チャールズ・ブコウスキー 著 ; 青野聰 訳、筑摩書房、2017年9g津、476p、15cm
1刷 カバー 帯付 カバーやけ無し 帯ヤケ無し 本体三方ヤケ無し 線引き無し 書き込み無し 保存状態良好の極美本です。
嫌いな人はひと目で嫌うし、好きな人は一行でドハマりする、それがブコウスキーです。
ブコウスキーと出会う前と後とでは、読書に対する姿勢が明らかに変わってしまいます。
ブコウスキーは訳者によっても当然違いはありますが、その文体が最大の魅力で、
それに憑りつかれてしまうと、物語やオチなどの良し悪しはあまり関係なく、
いつまでも流れるような文章を読み続け、その雰囲気にずっと浸っていたくなります。
言葉や起こっている出来事だけを表面的に見ると強烈で、眉をひそめる人もいると思いますが、
そこには悲哀とともに不思議と著者の優しい眼差しも必ずあります。
他の本でも出てくる、汚物、アルコール、競馬、暴力、性、がこの本にもしっかりあります。

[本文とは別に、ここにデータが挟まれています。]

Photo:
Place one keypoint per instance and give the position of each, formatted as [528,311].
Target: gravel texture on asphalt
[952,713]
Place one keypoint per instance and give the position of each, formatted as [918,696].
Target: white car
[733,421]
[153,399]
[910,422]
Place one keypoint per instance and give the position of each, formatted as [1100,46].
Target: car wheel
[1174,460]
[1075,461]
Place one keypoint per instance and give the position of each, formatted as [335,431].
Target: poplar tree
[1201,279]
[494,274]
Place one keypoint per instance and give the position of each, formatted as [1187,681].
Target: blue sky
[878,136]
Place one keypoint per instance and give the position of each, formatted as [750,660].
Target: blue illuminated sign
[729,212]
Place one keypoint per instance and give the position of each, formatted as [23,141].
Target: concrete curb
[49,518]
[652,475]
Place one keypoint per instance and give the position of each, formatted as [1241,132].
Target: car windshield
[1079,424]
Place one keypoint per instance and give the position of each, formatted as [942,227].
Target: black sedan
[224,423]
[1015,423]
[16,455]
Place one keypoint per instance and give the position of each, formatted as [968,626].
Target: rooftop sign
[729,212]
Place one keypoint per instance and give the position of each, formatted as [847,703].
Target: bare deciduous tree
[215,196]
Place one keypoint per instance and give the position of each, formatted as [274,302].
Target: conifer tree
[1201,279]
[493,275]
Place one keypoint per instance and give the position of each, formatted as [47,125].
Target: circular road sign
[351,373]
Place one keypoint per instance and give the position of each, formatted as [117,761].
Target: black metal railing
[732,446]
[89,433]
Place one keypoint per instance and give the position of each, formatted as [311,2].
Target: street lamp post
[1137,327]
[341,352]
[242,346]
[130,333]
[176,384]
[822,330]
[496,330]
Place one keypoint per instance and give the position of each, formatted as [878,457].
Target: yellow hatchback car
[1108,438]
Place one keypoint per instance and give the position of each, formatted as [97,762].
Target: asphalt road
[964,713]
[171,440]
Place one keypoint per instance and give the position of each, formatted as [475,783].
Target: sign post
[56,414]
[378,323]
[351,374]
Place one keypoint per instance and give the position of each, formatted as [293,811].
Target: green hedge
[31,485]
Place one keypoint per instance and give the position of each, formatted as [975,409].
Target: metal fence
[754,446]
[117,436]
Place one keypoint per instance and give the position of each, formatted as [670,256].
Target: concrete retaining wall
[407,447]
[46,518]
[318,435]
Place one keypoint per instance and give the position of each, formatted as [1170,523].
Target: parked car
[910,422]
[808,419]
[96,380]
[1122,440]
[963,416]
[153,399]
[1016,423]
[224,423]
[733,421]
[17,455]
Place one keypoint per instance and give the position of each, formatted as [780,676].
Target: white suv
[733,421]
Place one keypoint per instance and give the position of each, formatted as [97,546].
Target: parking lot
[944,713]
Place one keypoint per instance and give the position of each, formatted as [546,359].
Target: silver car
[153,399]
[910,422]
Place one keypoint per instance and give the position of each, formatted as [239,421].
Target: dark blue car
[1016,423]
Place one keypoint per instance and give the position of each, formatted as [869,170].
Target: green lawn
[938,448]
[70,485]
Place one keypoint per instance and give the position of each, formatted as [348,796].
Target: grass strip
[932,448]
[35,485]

「町でいちばんの美女」でもあったように様々なジャンルの掌編、短編がこの本に詰まっています。
最後の「毛布」などは、部屋のなかでボールがバウンドしているというカフカでもあったような
話でありながら、やっぱりいつものブコウスキーだったりで、とても好きな作品です。
日本人がちょこちょこでてきたり、ヒロシマのことも少し触れたり、本当に楽しめます。